Ali (g) , dans le village turc de Güveççi, téléphone en Syrie pour avoir des nouvelles.
Ali (g) , dans le village turc de Güveççi, téléphone en Syrie pour avoir des nouvelles. RFI / Pauline Garaude

Ali, arrivé avec lui lundi, ajoute. « J’ai vu des soldats qui n’obéissaient pas. Ils ont été exécutés d’une balle dans la tête ». Son père, qui a préféré rester en Syrie mais dans un petit village chez de la famille, lui a dit par téléphone que l’armée encercle ceux qui n’ont pas fuit. « Elle a mis des postes de contrôle sur les routes menant à Lattaqia et Alep. Les entrées et les sorties sont interdites. Les gens sont pris dans un piège à rats. Ils arrêtent ceux qui veulent passer et on ne sait pas ce qui advient d'eux ».

« Je suis sûr que Bachar al-Assad finira par tomber »

De l’autre côté de la frontière, les troupes de Bachar al-Assad préparent une nouvelle répression à Maaret al-Nouman, une ville de 10 000 habitants sur l’axe Damas, Alep. « Les chars encerclent la ville en vue d’une autre répression sanglante imminente » d’après un ami de Fazl joint par téléphone. Une information que confirment aussi des agences de presse étrangères.

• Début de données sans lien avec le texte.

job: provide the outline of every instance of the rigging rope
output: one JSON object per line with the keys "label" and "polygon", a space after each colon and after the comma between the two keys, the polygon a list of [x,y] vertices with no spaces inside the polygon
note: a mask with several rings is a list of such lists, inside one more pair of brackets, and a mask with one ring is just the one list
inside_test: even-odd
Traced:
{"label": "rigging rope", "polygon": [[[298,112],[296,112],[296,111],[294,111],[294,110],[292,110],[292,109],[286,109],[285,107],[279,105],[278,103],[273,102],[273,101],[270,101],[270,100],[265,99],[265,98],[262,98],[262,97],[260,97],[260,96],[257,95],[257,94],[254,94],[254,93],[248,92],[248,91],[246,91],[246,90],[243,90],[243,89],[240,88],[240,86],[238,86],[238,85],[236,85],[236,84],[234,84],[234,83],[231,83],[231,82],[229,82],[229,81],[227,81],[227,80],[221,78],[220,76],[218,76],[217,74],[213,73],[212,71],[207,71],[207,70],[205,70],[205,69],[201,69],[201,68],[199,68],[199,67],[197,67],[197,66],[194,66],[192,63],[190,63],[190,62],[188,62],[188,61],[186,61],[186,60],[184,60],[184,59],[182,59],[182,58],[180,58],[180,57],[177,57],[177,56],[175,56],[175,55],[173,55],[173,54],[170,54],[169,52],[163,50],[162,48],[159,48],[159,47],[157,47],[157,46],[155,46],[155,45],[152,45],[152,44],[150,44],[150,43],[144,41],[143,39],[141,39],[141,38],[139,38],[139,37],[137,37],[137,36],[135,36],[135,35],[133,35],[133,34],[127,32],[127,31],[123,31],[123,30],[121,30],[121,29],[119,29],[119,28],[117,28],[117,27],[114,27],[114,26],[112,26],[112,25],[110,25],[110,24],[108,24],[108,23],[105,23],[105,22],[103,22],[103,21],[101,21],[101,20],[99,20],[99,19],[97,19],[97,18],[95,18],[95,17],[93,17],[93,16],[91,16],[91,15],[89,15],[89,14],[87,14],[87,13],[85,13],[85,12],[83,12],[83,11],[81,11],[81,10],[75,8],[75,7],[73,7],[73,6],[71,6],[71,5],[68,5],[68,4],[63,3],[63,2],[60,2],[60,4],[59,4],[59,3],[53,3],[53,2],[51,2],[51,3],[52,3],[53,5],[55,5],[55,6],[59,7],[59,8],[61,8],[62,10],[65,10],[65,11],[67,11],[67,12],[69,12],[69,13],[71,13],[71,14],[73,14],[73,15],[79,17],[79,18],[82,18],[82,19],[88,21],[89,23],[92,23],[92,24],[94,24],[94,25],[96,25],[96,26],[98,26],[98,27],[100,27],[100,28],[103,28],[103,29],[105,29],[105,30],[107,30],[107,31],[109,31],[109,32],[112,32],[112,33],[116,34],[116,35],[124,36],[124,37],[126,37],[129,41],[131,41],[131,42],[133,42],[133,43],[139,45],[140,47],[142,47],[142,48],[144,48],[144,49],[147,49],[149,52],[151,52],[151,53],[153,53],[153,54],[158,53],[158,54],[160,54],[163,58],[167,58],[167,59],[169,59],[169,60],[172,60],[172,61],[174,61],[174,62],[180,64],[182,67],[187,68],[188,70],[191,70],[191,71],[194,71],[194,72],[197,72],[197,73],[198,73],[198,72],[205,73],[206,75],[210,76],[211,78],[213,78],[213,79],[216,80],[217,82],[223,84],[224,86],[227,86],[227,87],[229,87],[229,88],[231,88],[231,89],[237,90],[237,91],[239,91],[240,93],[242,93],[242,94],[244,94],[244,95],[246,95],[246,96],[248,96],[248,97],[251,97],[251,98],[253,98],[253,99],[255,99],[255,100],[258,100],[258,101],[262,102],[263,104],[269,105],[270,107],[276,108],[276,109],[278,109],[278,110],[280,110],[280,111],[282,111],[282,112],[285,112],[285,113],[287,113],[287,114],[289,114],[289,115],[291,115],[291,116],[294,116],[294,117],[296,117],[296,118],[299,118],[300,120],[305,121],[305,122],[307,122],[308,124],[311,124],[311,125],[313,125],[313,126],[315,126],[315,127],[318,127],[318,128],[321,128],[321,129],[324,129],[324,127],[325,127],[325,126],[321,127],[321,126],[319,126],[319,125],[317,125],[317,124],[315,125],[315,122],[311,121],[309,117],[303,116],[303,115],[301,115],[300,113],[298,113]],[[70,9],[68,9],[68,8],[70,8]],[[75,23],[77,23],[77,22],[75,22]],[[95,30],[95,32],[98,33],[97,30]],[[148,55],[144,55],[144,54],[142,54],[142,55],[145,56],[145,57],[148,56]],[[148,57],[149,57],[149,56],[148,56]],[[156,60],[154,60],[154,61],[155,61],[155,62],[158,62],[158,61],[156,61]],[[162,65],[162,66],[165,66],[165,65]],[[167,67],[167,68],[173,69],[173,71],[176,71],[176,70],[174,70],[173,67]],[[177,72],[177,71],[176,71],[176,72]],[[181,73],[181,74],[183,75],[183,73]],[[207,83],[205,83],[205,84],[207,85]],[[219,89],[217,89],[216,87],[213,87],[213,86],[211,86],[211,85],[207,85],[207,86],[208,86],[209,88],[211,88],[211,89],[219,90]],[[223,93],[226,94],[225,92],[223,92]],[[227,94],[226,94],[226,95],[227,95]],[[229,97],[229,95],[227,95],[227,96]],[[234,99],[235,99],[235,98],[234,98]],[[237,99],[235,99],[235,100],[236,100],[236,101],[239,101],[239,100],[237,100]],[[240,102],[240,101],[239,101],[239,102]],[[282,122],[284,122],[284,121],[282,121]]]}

Ali, lui, est venu mettre ici sa famille à l’abri. Dans cinq jours il repartira en Syrie, « là où sera le foyer de contestation ». Ce bloggeur activiste qui a créé la page Facebook du lancement de la Révolution du 15 mars 2011 (date du coup d’envoi de la contestation), a confiance. « La révolution est en marche et je suis sûr à 100% que Bachar al-Assad finira par tomber. Ceux qui manifestaient au début contre le régime mais pas forcément contre le président sont, après avoir vu les horreurs de la répression, clairement du côté des opposants. La contestation s’amplifie de jour en jour et devient populaire. Avant, on avait peur de manifester. Aujourd’hui, on ose défier le régime, quitte à mourir. Peu importe.».

Une zone tampon ?

Avec déjà 84 000 syriens réfugiés chez elle et autant de l’autre côté de la frontière, la Turquie gère seule pour l’heure cette crise. « Le pays est prêt à toute éventualité » dixit les autorités. Ankara n’est pas encore dépassée par les évènements mais pourrait le devenir. Le scénario qu’elle redoute le plus est que la répression se transforme en un conflit interreligieux provoquant de facto l’afflux de milliers d’autres Syriens – dont des extrémistes sunnites et kurdes. Cela deviendrait alors une crise régionale et internationale. Pour éviter cela, le gouvernement envisage de créer une zone tampon à l’intérieur de la Syrie.